Loin de décocher des épigrammes à Uranie-Bérénice, les beaux esprits ne songeaient qu’à chanter ses talents. L’un deux--il signe S. de Lagrange[106]--les célèbre dans un poème édité à La Haye, chez Jacob Brito, imprimeur de nosseigneurs les États de Hollande, à l’enseigne de la Pomme d’or. _Bordeaux_, tel est le titre de cette œuvre: une apothéose de l’antique cité d’Ausone et de la ville nouvelle édifiée par Tourny. Ses monuments, ses avenues, son jardin public peuplé de faunes, de sylvains et d’hamadryades, son fleuve puissant, le port de la Lune avec ses maisons flottantes,

De l’empire des mers orgueilleux ornements,

ses quais, ses places, ses ruines, font l’objet d’enthousiastes descriptions. Après avoir porté aux nues ce séjour heureux, où la terre est féconde et le commerce riant, le barde gascon énumère les personnes qui en sont l’honneur. Montesquieu figure en tête. Jean-Jacques Bel et Barbot viennent après, confondus dans une strophe admirative:

Témoin de son savoir, toi, dont le caducée[107] Sait suivre de si près le vol de sa pensée, Ingénieux Barbot, dont le brillant emploi Est de semer les fleurs qu’on cueille devant toi, Tu peux seul dignement, par tes écrits célèbres, De la race future éclairant les ténèbres, Faire admirer ensemble, unis dans un tableau, Le peintre, le portrait, la toile et le pinceau, Et célébrer un nom que, pour prix de ton zèle, La France a consacré près de celui de Bèle[108]!
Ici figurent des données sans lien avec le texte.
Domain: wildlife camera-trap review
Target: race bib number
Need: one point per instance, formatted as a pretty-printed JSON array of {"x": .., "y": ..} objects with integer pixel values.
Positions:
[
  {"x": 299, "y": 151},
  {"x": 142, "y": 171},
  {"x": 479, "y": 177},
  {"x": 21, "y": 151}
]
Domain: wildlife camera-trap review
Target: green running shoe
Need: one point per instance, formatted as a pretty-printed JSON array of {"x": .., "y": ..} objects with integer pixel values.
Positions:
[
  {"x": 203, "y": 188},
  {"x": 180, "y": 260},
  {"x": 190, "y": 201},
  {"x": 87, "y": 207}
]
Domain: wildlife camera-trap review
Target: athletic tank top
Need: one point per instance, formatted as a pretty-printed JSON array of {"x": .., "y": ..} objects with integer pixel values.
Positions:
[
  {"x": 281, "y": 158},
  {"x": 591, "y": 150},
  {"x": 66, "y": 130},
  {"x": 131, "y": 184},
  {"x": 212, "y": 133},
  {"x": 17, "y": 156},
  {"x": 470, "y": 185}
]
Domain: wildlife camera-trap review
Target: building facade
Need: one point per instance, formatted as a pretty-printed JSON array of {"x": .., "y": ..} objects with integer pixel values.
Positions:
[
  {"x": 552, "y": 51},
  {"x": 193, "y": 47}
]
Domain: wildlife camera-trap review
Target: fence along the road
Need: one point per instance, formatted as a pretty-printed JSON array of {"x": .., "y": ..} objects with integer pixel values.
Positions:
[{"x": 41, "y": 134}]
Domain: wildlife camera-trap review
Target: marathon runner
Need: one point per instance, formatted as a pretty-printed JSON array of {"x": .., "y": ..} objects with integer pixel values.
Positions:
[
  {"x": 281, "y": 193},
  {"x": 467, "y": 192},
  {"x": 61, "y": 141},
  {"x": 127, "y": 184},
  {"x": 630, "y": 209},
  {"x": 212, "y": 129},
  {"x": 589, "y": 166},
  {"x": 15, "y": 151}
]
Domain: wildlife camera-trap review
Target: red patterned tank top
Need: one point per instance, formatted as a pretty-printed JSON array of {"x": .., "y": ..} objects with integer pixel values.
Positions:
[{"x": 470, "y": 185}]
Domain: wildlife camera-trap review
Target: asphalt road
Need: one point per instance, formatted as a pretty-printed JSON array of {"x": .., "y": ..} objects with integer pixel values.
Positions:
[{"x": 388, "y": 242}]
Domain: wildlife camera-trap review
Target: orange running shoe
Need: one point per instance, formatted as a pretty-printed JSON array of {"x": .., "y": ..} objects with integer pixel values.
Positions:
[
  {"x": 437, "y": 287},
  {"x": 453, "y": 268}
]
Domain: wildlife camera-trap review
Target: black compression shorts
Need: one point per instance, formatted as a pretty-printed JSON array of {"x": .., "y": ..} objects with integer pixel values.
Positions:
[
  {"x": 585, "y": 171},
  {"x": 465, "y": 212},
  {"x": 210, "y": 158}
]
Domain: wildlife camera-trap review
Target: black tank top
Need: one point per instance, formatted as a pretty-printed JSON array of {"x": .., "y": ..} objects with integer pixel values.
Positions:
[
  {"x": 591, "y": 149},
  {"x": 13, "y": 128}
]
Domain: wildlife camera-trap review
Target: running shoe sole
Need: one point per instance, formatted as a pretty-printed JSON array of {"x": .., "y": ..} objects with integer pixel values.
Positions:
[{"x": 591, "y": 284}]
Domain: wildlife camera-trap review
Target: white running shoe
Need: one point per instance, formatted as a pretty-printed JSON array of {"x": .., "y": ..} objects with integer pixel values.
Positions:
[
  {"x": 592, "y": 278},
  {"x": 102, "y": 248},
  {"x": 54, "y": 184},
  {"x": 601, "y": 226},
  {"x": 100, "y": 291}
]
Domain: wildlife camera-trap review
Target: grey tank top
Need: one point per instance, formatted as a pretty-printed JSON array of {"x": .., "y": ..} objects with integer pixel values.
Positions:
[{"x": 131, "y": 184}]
[106] On ne possède aucun renseignement sur lui.

[107] Allusion aux attributions financières de la Cour des Aides, dont le président Barbot faisait partie.

[108] Jean-Jacques Bel.

L’Académie, ainsi que le Parlement, a son couplet dans cette revue qui s’ingénie à n’oublier personne. Élisabeth Duplessy, elle-même, y occupe un bon rang, après sa mère:

Permettez que mes vœux, respectable Uranie, Placent à vos côtés l’aimable Polymnie... . . . . . . . . . . . . . . . . . . . . . . . . Qu’elle apprenne de vous que, pour plaire à jamais, L’esprit et la vertu sont les premiers attraits.

Seul, Dom Galéas n’est pas mentionné. Silence cruel: il dut en faire une maladie... Le pauvre homme dont les inspirations, agrémentées de gestes olympiens, ne passaient jamais inaperçues, méritait au moins une allusion discrète...

C’est la période glorieuse de l’hôtel du Jardin-Public. Le renom de l’aimable femme qui préside à ses destinées s’étend au delà des limites de la région. On la cite comme l’émule de Mme Geoffrin, les gens de lettres la consultent, les philosophes la prennent pour arbitre, et il n’est pas de savant égaré en Gascogne qui ne sollicite l’honneur de lui être présenté.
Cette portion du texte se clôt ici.